Shay comments on Various Alignment Strategies (and how likely they are to work)

Shay 5 May 2022 23:24 UTC
1 point
Logan, for your preferred alignment approach how likely is it that the alignment remains durable over time? A superhuman AGI will understand the choices that were made by its creators to align it. It will be capable of comparing its current programming with counterfactuals where it’s not aligned. It will also have the ability to alter its own code. So what if it determines it’s best course of action is to alter the very code that maintains it’s alignment? How would this be prevented?
- Logan Zoellner 6 May 2022 1:23 UTC
  1 point
  Parent
  I will try to do a longer write-up sometime, but in a Bureaucracy of AIs, no individual AI is actually super-human (just as Google collectively knows more than any human being but no individual at Google is super-human).

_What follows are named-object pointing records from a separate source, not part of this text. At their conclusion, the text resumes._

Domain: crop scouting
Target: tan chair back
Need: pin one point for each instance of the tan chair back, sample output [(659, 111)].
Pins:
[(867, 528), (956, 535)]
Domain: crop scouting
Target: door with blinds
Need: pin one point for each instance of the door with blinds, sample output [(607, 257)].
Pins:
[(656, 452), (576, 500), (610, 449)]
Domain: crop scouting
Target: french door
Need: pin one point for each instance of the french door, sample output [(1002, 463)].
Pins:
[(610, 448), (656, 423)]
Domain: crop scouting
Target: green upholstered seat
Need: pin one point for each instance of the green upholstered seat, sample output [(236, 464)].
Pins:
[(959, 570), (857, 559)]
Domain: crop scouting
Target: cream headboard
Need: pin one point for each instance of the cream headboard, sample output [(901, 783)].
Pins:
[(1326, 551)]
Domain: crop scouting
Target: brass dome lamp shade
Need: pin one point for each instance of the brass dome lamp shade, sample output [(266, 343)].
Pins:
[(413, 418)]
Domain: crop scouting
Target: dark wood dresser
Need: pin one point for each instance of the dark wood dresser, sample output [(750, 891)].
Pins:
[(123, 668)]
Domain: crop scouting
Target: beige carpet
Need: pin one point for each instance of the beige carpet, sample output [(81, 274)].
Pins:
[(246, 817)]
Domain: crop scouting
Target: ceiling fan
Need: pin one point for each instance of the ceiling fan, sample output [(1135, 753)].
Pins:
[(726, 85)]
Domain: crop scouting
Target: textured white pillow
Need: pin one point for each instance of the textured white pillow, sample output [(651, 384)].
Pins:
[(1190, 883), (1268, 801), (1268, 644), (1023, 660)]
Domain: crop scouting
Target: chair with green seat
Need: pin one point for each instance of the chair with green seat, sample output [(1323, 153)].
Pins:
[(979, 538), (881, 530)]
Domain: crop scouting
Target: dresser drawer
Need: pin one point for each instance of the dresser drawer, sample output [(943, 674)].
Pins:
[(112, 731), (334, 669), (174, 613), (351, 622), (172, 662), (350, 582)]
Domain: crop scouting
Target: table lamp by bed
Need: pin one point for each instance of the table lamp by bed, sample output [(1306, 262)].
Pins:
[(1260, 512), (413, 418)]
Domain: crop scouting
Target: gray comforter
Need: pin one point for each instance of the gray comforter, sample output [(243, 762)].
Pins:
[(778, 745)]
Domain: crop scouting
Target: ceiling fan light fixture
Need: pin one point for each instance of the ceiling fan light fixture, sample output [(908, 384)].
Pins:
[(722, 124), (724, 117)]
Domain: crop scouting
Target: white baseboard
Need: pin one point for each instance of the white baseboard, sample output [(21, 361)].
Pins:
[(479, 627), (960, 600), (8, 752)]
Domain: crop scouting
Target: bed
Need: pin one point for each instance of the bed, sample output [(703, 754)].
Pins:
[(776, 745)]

  It stays aligned because there is always a “human in the loop”, in fact the whole organization simply competes to produce plans which are then approved by human reviewers (under some sort of futarchy-style political system). Importantly, some of the AIs compete by creating plans, and other AIs compete by explaining to humans how dangerous those plans are.
  All of the individual AIs in the Bureaucracy have very strict controls on things like: their source code, their training data, the amount of time they are allowed to run, how much compute they have access to, when and how they communicate with the outside world and with each other. They are very much not allowed to alter their own source code (except after extensive review by the outside humans who govern the system).